A 53-year-old female with Crohn’s disease (CD) presented with suspected pulmonary hypertension (PH) and an infiltrative phenotype cardiomyopathy.  The patient was initially treated with infliximab, but due to intolerance, this was suspended and ustekinumab was introduced. Subsequently, mesalazine was administered. Abdominal ultrasound revealed liver cirrhosis, while cardiological assessment showed HFpEF with ground glass interventricular septum. Right heart catheterization confirmed combined post- and pre-capillary PH (CpcPH) (mPAP 45 mmHg, PVR 5 W.U., PCWP 22 mmHg).
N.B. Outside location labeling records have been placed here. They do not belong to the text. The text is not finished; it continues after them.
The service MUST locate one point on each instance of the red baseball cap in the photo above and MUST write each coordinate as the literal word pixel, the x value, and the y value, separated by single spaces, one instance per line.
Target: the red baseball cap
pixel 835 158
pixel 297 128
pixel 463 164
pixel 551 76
Key findings included evidence of normal coronary arteries on angiographic study, negative serum amyloid A assay (SAA), monoclonal protein on electrophoresis, and inconclusive cardiac MRI. Bone tracer scintigraphy ruled out transthyretin amyloidosis, while V/Q scintigraphy confirmed chronic thromboembolism. Chest CT identified interstitial lung disease (ILD). Porto-Pulmonary Hypertension (PoPH) was ruled out according to endoscopy findings that excluded portal hypertension (Humbert et al., 2022). Chronic thromboembolism, which is very frequent due to the pathophysiology of CD (Sugiyama et al., 2019) couuld explain the precapillary component of PH (Humbert et al., 2022). Beside ILD could be an extraintestinal manifestation or a a side effect of mesalazine treatment. Increased PCWP could be explained by HFpEF, indeed, individuals with IBD have a higher risk of hospitalization for HF compared to the general population (Kristensen et al., 2014; Sun et al., 2024). HFpEF and CD share mechanisms such as inflammation, endothelial dysfunction, resulting in myocardial fibrosis, and impaired cardiac relaxation (Pugliese et al., 2022) even if data on the association between CD and HFpEF are inconsistent (Sun et al., 2024). Therefore, another hypothesis investigated to correlate CD with the increased PCWP was the AA Amyloidosis, hypothesis supported by echocardiographic findings, even if SAA assay was negative. Indeed, it may be negative when the disease is in a quiescent phase (Georgin-Lavialle et al., 2023). Further diagnostic evaluations, including abdominal fat biopsy and bone biopsy, are underway to confirm diagnosis. Conclusion: in this case a different potential link between heart, lung and gut could justify the emodinamic condition of CpcPH. Even if several extraintestinal CD manifestations, data on the association between CD and HFpEF are inconsistent.